These are not decisions that should be taken solely by whoever is programming the backend.
They need to be surfaced to the product owner to decide. There may very well be reasons pieces of data should not be stored. And all of this adds complexity, more things to go wrong.
If the product owner wants to start tracking every change and by who, that can completely change your database requirements.
So have that conversation properly. Then decide it's either not worth it and don't add any of these "extra" fields you "might" need, or decide it is and fully spec it out and how much additional time and effort it will be to do it as a proper feature. But don't do it as some half-built just-in-case "favor" to a future programmer who may very well have to rip it out.
On a personal project, do whatever you want. But on something professional, this stuff needs to be specced out and accounted for. This isn't a programming decision, it's a product decision.
While I like the YAGRI principle very much, I find that adding
- updated_at
- deleted_at (soft deletes)
- created_by etc
- permission used during CRUD
to every table is a solution weaker than having a separate audit log table.
I feel that mixing audit fields with transactional data in the same table is a violation of the separation of concerns principle.
In the proposed solution, updated_at only captures the last change only. A problem that a separate audit log table is not affected to.
*_at and *_by fields in SQL are just denormalization + pruning patterns consolidated, right?
Do the long walk:
Make the schema fully auditable (one record per edit) and the tables normalized (it will feel weird). Then suffer with it, discover that normalization leads to performance decrease.
Then discover that pruned auditing records is a good middle ground. Just the last edit and by whom is often enough (ominous foreshadowing).
Fail miserably by discovering that a single missing auditing record can cost a lot.
Blame database engines for making you choose. Adopt an experimental database with full auditing history.
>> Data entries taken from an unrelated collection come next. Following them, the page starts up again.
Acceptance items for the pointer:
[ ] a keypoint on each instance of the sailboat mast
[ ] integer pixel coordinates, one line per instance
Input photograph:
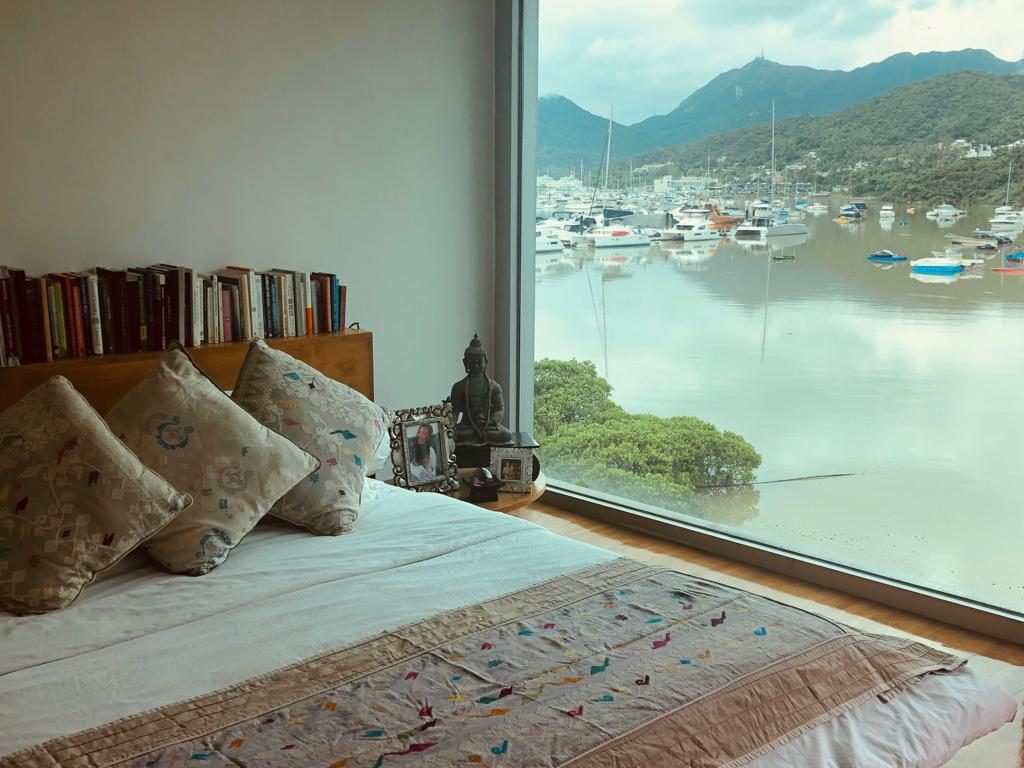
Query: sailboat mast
(607, 152)
(771, 197)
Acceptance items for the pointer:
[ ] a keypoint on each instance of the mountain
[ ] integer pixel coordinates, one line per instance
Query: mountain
(896, 144)
(567, 133)
(743, 96)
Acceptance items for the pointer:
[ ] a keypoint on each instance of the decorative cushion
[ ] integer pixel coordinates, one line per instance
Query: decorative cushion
(332, 421)
(74, 500)
(181, 425)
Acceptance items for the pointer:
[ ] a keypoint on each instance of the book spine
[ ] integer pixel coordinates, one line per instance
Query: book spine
(59, 306)
(290, 322)
(314, 300)
(300, 304)
(95, 317)
(335, 305)
(105, 315)
(256, 303)
(44, 310)
(32, 335)
(187, 318)
(225, 312)
(199, 303)
(211, 330)
(161, 299)
(7, 309)
(83, 307)
(245, 309)
(77, 327)
(274, 309)
(308, 287)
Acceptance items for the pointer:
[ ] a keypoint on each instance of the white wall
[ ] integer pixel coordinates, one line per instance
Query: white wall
(354, 137)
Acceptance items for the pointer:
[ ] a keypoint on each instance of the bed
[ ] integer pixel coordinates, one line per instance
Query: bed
(436, 634)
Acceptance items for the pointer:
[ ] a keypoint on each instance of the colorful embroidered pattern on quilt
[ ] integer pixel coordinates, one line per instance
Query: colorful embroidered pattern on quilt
(332, 421)
(617, 665)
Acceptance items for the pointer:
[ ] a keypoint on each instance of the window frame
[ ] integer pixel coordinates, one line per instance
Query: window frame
(516, 27)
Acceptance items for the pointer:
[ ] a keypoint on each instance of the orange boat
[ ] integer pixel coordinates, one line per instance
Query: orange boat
(719, 220)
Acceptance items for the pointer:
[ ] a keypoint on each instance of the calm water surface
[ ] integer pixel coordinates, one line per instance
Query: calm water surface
(827, 364)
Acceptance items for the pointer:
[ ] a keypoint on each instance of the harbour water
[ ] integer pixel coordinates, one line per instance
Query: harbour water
(827, 365)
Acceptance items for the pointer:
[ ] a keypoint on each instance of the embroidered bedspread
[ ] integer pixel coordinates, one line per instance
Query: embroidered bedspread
(620, 665)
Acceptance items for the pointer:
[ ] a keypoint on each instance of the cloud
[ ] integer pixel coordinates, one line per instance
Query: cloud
(645, 56)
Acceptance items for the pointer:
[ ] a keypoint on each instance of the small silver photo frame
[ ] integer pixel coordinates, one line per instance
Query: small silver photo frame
(514, 467)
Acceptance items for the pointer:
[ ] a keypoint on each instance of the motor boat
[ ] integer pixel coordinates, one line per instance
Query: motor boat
(886, 256)
(617, 237)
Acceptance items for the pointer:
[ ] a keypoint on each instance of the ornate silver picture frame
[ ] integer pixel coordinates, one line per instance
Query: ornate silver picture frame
(423, 449)
(514, 467)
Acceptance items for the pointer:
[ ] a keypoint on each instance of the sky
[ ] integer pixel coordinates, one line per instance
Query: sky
(645, 56)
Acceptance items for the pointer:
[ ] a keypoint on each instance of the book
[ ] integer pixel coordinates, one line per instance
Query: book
(95, 326)
(44, 308)
(308, 304)
(75, 309)
(225, 312)
(300, 303)
(57, 302)
(7, 317)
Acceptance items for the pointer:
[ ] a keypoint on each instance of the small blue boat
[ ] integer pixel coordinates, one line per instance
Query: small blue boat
(937, 265)
(886, 257)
Maybe do incremental backups. Maybe both, since you have grown paranoid by now.
Discover that it is not enough again. Find that no silver bullet exists for auditing.
Now you can make a conscious choice about it. Then you won't need acronyms to remember stuff!
Additionally, mutable fields will quite often benefit from having a separate edit table which records the old value, the new value, who changed it, and when. Your main table’s created and updated times can be a function of (or a complement to) the edit table.
It is tempting to supernormalize everything into the relations object(id, type) and edit(time, actor_id, object_id, key, value). This is getting dangerously and excitingly close to a graph database implemented in a relational database! Implement one at your peril — what you gain in schemaless freedom you also lose in terms of having the underlying database engine no longer enforcing consistency on your behalf.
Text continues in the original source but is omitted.